I get it that the resources of any country are limited and that the rate of immigration needs to be regulated but I don’t see that as a reason to leave Europe.

It seems to me that the human family in all its shapes, colours and sizes with all its religions, philosophies and theories, it’s arguments and disagreements is, in the end, the same family. We are all brothers and sisters and strangers are only family that we have yet to meet. The wellbeing of humanity is served best by people coming together not separating.

Staying in Europe may be difficult and maybe a challenge, it may require communication, negotiation and frustration but that is the human story. If Europe returns to the self interested countries that existed before the First World War we are simply recreating the very conditions that led to war in the first place and look where that got us, first the depression followed by the Second World War.

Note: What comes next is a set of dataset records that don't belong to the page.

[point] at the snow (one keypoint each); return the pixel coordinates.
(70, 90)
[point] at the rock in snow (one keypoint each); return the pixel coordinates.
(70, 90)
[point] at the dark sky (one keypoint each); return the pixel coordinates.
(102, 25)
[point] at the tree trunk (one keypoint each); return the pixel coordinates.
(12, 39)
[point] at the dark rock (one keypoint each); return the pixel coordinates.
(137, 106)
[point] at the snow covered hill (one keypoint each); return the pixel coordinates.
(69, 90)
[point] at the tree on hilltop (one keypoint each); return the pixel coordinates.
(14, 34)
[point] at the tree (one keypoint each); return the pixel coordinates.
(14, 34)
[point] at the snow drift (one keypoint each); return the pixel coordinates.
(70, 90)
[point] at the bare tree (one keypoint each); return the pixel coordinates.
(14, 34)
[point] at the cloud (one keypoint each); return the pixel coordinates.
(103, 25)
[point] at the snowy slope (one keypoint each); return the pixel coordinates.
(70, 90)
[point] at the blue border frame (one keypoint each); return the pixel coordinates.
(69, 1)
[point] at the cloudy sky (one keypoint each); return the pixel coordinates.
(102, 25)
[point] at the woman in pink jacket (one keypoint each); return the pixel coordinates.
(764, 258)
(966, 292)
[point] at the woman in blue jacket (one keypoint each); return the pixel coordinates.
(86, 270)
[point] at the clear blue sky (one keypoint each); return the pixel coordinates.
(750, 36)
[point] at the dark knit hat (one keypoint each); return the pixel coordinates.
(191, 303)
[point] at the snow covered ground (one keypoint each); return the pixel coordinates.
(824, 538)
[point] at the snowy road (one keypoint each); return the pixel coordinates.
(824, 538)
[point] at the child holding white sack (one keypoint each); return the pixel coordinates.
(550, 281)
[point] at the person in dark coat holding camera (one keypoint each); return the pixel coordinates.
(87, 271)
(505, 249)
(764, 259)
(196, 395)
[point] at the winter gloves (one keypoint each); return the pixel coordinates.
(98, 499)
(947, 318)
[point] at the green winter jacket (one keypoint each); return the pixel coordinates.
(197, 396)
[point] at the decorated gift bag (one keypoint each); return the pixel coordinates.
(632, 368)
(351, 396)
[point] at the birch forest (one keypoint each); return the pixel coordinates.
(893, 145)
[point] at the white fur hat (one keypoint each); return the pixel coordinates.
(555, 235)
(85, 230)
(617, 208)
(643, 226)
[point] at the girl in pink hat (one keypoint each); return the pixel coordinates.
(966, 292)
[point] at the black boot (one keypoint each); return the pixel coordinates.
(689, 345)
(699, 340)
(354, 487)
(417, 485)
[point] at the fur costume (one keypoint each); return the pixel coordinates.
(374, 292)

My nightmare scenario would be that we succeed from Europe, Scotland succeeds from the UK followed by Wales and maybe even Cornwall that has been given special status by the EU. That would leave England alone, a small island off the coast of Europe.

We assume that we have a special relationship with the USA. Well, all relationship are conditional and if we are outside of Europe I suspect that the relationship would be a little less special that it is now. If you follow that with the possibility that Trump in the White House perhaps there is no relationship at all.

Whether we remain in or out of Europe the need for human beings to look after each other and to work towards a common unity will be the only thing that will save humanity from destruction and extinction. War and the illusion that self-interest is a good idea has to be the most outmoded thought process on the planet. Yet, many of us hang on to it learning nothing at all from history.

Whether or not you vote in or out share your love with those around you. We might just be able to create heaven on Earth.